Down 40%, This Well-Known Company Is Paying Its Highest Dividend Yield Ever

During the 2010s, interest rates seemed trapped within a historically low range. Then the COVID pandemic pinned them at previously unimagined depths. Inflation has reversed all of that. And Wall Street is having a hard time adjusting to the old normal. That’s created rare opportunities in the stock market. Some have actually never been seen before.

Rock-solid dividend payer Walgreens Boots Alliance (WBA 3.28%) is more than 40% from its high and could be offering a unique buying opportunity for long-term investors. Not only does it sport a massive dividend yield, but it has also consistently raised that payout for 47 consecutive years. And it has the cash — and growth plan — to keep it up for the foreseeable future.

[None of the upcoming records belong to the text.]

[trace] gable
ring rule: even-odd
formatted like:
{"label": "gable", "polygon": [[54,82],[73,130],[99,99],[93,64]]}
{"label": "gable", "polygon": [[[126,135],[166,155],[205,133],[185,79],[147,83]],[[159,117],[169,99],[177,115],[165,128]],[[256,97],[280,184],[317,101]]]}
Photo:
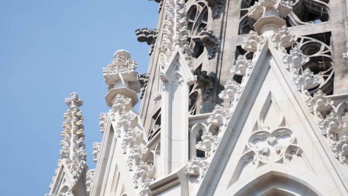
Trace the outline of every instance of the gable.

The best dividend yield ever 

As dividend histories go, Walgreens Boots Alliance has one to be proud of. Checks have gone out to its shareholders every quarter since prohibition was repealed and the Golden Gate Bridge was built. The year was 1933. That’s a long time ago. I can’t find any records showing the company has ever offered a higher yield than its current 6.1%. There must be a catch, right? 

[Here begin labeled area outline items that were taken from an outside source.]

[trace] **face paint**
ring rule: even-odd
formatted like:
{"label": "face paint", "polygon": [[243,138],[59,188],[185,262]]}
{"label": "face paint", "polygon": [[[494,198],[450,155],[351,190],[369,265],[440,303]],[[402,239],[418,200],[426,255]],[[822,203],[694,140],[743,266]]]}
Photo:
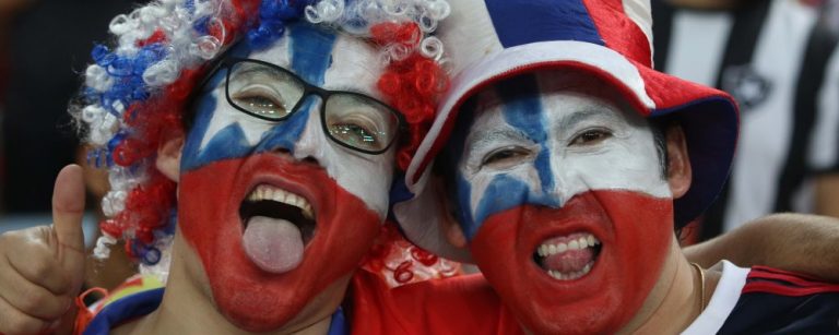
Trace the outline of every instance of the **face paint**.
{"label": "face paint", "polygon": [[658,280],[673,234],[652,131],[603,87],[569,73],[508,81],[476,97],[456,142],[474,260],[540,334],[618,331]]}
{"label": "face paint", "polygon": [[[376,96],[383,67],[371,61],[373,47],[305,24],[287,32],[265,50],[235,53],[327,89]],[[393,153],[371,156],[330,141],[316,96],[282,122],[248,116],[226,100],[225,74],[199,100],[185,144],[178,225],[220,311],[264,332],[357,266],[387,213]]]}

A margin of safety to protect the payout

Many high-yielding stocks have something wrong with them. For some, investors are already expecting the dividend to get cut. Dividends aren’t guaranteed, so the yield becomes meaningless. For others, the business is shrinking. Sending all of the profits to shareholders is the only way to get them to stay invested.

Walgreens doesn’t seems have an issue making the payments. It’s only paying out about half of its free cash flow as dividends. As for growth, recent results don’t look great. Sales for the nine months ended in May were slightly more than $100 billion — just 2% more than in 2021. But the most recent quarters are being compared to peak COVID vaccine. Analysts estimate sales to be flat this year and grow a mere 1.4% next year. 

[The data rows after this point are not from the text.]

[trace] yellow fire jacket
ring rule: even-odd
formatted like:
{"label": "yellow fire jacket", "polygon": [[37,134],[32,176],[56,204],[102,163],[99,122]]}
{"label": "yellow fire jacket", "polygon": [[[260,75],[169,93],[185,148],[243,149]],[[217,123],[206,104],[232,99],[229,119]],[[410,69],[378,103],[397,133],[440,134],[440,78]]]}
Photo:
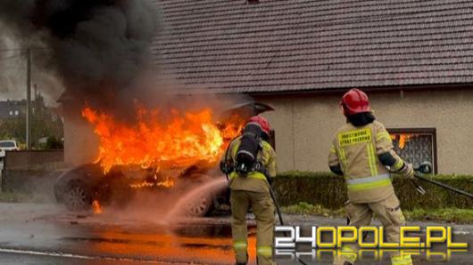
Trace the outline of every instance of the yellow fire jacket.
{"label": "yellow fire jacket", "polygon": [[336,132],[328,165],[341,169],[351,202],[378,202],[394,193],[389,171],[379,158],[383,154],[390,154],[391,170],[395,172],[404,165],[393,150],[389,133],[378,121],[361,127],[347,123]]}
{"label": "yellow fire jacket", "polygon": [[[235,139],[228,146],[228,151],[227,152],[227,157],[222,157],[222,161],[227,161],[233,164],[238,147],[240,146],[240,137]],[[274,151],[271,145],[262,141],[262,148],[258,152],[257,159],[266,168],[270,177],[276,177],[277,165],[276,165],[276,152]],[[232,190],[247,190],[254,192],[270,192],[268,181],[266,176],[260,172],[253,172],[249,173],[247,176],[239,176],[236,172],[232,172],[229,174],[230,189]]]}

The company’s announcement in July that it was only increasing the dividend by one penny per year didn’t provide a lot of comfort. But management has a couple of initiatives that it believes will keep revenue moving in the right direction. 

Building the next growth engine

In October of last year, Walgreens became the majority owner of VillageMD — a provider of primary care services that sextupled revenue between 2017 and 2021. Bundling primary care and retail pharmacy operations increases patient satisfaction and utilization of generic drugs. That’s good, because generic drugs are typically more profitable for the pharmacy despite being less expensive to consumers. The partnership has 120 clinics and is targeting 1,000 locations by 2027. 

Another venture is Walgreens Health. It’s a fast-growing segment aimed at improving access, engagement, and convenience. The same October 2021 announcement above also included an investment in CareCentrix. It develops technology to better care for patients outside of hospital visits. Coordinating the care between doctors, pharmacies, and rehabilitation and long-term care facilities, as well as home health, can lead to dramatically better outcomes and significant cost reductions.  

Management just augmented those moves by acquiring the portion of specialty pharmacy company Shields Health that it didn’t already own. Specialty pharmacies cater to more complex cases like cancer. They already represent half of all non-discounted drug spending according to life science firm IQVIA (IQV 2.79%).

Those all sound like the right moves to create a consumer healthcare ecosystem. So far, Wall Street isn’t a believer. Rival CVS Health (CVS 2.51%) — which is undergoing its own transformation — trades at more than double the price-to-sales ratio. CVS shares are also up 12% over the past year while Walgreens’ are down by a third. 

Boring can be beautiful

Walgreens Boots Alliance isn’t a fast-growing company. And it will likely prove to be an exceptionally boring stock to hold in your portfolio. But that’s the point. With 13,000 stores globally and a dirt cheap valuation, it’s a part of a diversified portfolio you can count on.  Investors looking to get paid while adding stability to their portfolio will be hard-pressed to find a better option.